The substrate GBC used is engineered with a fluted core to provide both strength and low weight. It features an embedded low-density polyethylene (LDPE) moisture barrier to protect this core against humidity.
The paper content in the board includes 80 per cent fibre certified by the Forest Stewardship Council (FSC) and 20 per cent post-consumer recycled paper. Assembled using water-based adhesives, the board can be recycled in regular waste-paper streams or composted.
“With a small carbon footprint, it responds to Metro’s environmental objectives,” says Pierre Lachapelle, sales and marketing manager for GBC.
The new POP graphics for Super C are just one recent example of how the sign industry and its customers are embracing ‘green’ substrates for digital inkjet printing. These materials may contain recycled content, be assembled without hazardous chemicals and/or be recycled or composted themselves after use. There is no single, simple definition of a green substrate, as different materials can have different environmentally friendly attributes.

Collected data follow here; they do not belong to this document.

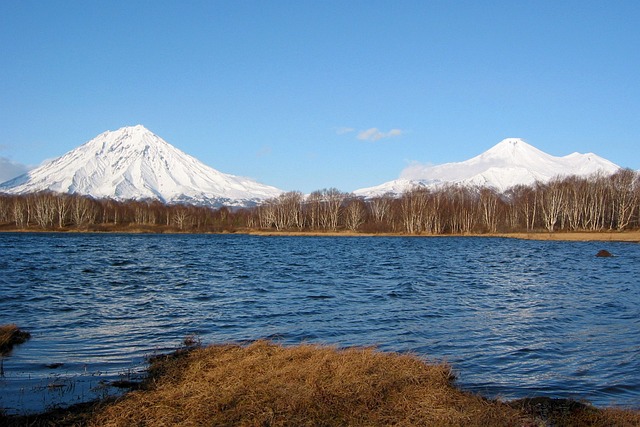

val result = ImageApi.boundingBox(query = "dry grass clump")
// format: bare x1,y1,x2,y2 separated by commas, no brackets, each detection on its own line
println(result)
0,324,31,356
511,397,640,426
91,340,530,426
588,407,640,426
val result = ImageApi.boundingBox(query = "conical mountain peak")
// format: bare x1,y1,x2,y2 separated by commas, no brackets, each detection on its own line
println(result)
91,125,163,150
491,137,527,148
96,124,154,141
0,125,283,207
481,138,546,160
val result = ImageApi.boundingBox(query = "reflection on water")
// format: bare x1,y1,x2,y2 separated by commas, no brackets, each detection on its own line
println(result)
0,233,639,413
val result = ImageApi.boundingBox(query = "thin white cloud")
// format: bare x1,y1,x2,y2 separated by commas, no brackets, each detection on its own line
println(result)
256,146,273,158
0,157,30,183
399,161,435,180
336,127,355,135
357,128,403,142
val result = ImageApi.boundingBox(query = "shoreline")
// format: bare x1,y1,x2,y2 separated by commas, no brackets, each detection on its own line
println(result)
247,229,640,242
493,230,640,243
2,226,640,242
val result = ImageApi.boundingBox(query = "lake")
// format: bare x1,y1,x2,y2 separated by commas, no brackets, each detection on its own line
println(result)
0,233,638,414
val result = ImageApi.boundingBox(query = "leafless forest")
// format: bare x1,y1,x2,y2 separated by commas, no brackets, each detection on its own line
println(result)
0,169,638,234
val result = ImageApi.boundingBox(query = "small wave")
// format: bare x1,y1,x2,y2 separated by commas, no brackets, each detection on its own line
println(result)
306,295,334,300
110,260,135,267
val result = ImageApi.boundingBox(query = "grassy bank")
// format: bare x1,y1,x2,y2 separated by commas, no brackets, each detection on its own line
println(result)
494,230,640,243
3,224,640,242
247,229,640,242
4,340,639,426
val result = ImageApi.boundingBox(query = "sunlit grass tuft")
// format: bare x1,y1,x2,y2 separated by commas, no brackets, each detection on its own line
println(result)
91,340,530,426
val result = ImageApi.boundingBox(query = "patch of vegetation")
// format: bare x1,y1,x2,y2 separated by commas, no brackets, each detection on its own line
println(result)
90,340,640,427
2,339,639,426
510,397,640,427
90,340,528,426
0,324,30,356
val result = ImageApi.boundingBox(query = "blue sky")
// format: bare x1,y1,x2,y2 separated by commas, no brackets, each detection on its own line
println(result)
1,1,638,192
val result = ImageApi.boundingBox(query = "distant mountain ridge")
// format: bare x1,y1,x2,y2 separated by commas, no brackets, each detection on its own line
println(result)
354,138,620,197
0,131,622,205
0,125,283,207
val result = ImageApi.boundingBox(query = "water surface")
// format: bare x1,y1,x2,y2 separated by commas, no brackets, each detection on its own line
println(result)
0,233,638,413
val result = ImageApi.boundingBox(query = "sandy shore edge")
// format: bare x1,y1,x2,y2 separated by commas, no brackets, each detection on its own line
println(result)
245,229,640,242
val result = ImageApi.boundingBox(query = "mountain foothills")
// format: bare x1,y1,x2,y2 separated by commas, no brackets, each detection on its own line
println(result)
0,125,283,208
354,138,620,198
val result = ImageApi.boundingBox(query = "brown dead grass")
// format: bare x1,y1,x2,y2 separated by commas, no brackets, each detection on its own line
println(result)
2,340,639,426
494,230,640,243
0,324,30,356
247,229,640,242
510,397,640,427
6,225,640,242
91,340,530,427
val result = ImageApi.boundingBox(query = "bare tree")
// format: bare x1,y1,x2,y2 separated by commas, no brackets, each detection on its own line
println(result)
0,195,9,224
504,186,524,231
368,194,393,225
538,179,566,232
71,195,97,226
445,186,477,234
32,192,56,228
172,207,190,230
304,191,322,230
273,191,304,230
563,176,587,231
12,196,27,228
508,185,538,232
343,197,366,231
400,188,429,234
55,194,70,228
586,173,610,231
420,189,439,234
634,173,640,229
478,187,500,233
318,188,344,231
609,169,638,230
257,199,277,229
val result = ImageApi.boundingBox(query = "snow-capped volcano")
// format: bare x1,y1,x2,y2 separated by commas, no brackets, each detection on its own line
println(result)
0,125,283,207
354,138,620,197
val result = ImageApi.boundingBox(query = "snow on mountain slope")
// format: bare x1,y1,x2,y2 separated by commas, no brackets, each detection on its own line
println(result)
0,125,283,207
354,138,620,197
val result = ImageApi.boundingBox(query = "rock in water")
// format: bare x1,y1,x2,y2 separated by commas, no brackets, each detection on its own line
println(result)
596,249,613,257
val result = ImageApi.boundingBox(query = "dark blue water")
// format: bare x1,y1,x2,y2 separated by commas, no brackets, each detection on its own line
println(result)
1,233,639,413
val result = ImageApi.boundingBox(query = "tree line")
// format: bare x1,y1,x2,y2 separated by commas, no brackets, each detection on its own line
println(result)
0,193,242,232
0,169,638,234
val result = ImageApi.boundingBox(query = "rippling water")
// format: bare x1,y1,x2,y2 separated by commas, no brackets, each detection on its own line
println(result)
0,233,639,413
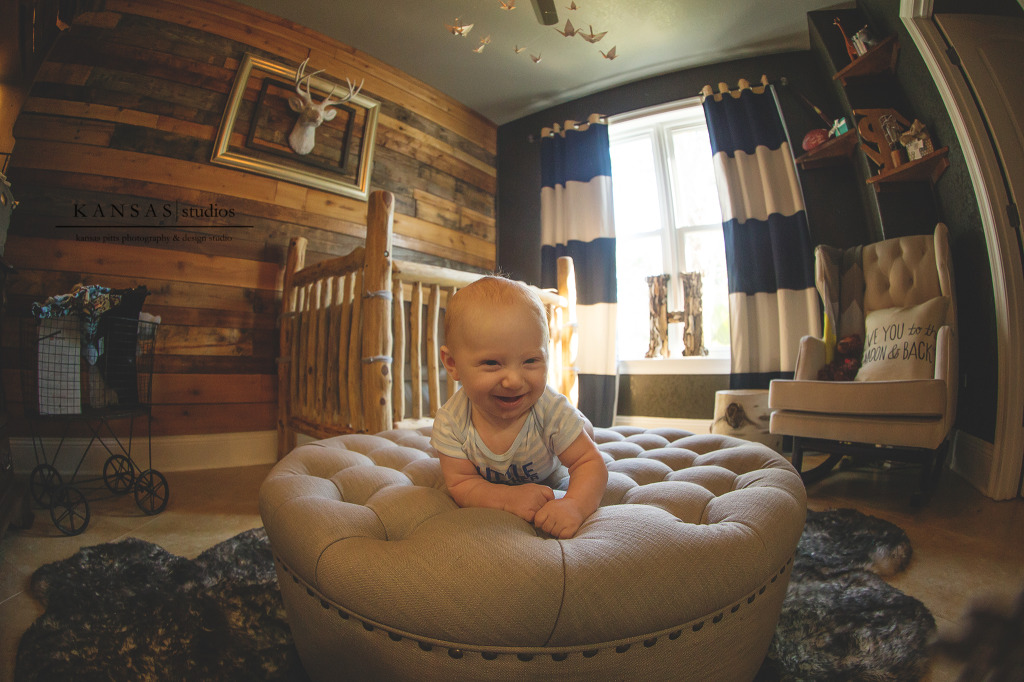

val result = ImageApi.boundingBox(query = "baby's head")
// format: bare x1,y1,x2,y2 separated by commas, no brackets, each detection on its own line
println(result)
443,276,549,353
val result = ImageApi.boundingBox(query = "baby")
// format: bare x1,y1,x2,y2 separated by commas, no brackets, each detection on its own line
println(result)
430,276,608,539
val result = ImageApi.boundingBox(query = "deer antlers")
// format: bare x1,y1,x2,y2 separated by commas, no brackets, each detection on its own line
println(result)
287,58,364,155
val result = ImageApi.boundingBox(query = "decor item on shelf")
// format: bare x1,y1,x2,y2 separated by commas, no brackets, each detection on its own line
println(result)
833,17,858,62
829,117,850,138
880,112,906,167
212,53,380,201
851,25,878,56
900,119,936,161
802,128,830,151
854,107,911,174
680,271,708,357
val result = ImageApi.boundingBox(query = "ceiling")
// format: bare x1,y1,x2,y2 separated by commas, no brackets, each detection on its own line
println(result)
237,0,850,125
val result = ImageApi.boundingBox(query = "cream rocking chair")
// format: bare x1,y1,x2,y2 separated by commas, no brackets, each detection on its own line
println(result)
768,223,957,505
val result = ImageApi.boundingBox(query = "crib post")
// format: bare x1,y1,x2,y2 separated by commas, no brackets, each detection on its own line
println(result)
278,236,307,457
361,190,395,434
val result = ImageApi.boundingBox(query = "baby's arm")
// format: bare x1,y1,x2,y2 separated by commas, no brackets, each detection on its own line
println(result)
534,431,608,538
439,454,555,523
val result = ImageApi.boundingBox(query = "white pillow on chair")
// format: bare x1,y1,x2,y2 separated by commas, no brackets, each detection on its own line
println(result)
856,296,950,382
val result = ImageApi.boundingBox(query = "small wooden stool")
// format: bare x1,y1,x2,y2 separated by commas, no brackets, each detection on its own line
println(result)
711,389,782,452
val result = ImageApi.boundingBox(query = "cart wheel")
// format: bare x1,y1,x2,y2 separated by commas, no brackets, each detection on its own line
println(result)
103,455,135,494
134,469,169,515
50,485,91,536
29,464,63,508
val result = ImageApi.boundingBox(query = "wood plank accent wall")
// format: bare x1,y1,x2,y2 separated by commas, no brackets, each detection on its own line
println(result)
2,0,497,447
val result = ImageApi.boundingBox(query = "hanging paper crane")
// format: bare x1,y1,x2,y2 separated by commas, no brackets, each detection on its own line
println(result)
600,46,617,60
567,2,578,9
531,53,543,63
499,0,516,9
555,19,577,37
578,25,606,43
514,45,527,54
473,35,491,53
445,18,474,37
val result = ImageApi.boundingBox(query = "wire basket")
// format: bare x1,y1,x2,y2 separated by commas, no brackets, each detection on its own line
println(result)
20,315,158,417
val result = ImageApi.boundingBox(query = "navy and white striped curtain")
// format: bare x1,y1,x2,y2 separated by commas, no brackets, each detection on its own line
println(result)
701,79,820,389
539,115,617,427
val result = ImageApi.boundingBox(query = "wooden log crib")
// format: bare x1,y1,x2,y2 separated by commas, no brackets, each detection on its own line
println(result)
277,190,579,456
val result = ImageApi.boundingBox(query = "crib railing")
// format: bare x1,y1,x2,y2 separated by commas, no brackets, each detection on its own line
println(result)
277,190,577,457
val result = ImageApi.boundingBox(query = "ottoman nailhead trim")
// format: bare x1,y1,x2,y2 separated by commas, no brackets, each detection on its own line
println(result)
272,552,797,663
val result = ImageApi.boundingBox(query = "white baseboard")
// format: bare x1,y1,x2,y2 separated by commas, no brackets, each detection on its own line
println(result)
11,431,278,476
612,415,712,435
950,429,1004,499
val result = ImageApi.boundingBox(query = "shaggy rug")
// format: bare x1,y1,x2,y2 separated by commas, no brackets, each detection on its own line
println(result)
16,509,935,681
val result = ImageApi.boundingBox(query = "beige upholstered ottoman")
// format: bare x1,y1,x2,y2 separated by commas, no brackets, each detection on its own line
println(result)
259,425,806,681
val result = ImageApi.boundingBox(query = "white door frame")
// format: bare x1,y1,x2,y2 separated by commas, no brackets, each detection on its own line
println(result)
900,0,1024,499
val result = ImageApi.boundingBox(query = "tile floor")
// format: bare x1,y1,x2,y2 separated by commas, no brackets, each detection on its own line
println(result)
1,459,1022,681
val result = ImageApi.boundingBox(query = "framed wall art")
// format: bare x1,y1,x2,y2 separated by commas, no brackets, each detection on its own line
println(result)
212,53,380,201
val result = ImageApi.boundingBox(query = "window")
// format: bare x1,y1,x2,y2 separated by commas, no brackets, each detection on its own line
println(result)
609,99,730,370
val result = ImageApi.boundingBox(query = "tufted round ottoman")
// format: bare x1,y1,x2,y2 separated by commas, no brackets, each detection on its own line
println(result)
259,426,806,681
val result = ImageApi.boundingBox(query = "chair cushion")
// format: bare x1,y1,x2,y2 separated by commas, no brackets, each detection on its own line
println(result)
856,297,950,381
769,377,947,417
769,409,947,450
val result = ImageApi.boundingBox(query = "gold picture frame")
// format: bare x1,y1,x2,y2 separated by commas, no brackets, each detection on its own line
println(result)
212,53,379,201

Fabrics, for example, can help reduce the carbon footprint of graphic shipments because they are so much lighter than other substrates. They can also often be repurposed after use in graphic applications for decorative and accessory markets.
As director of surface imaging for Designtex, which prints on commercial and institutional upholstery and furnishings, David Siegel has looked to a variety of alternative materials for graphic applications, including the following examples:
- Recycled-paper rigid boards instead of plastic composites.
- Polyester fabrics instead of PVC.
- Recycled-content wood board instead of expanded PVC.
He suggests alternative substrates can be developed from atypical sources, including reclaimed wood, newsprint, corrugated board, ceiling tiles, metal and kraft paper.
“Paper-based substrates can provide the same durability for wallcoverings as PVC, for example,” he says. “Low volatile organic compounds (VOCs) are a priority today, especially for customers in health care and education.”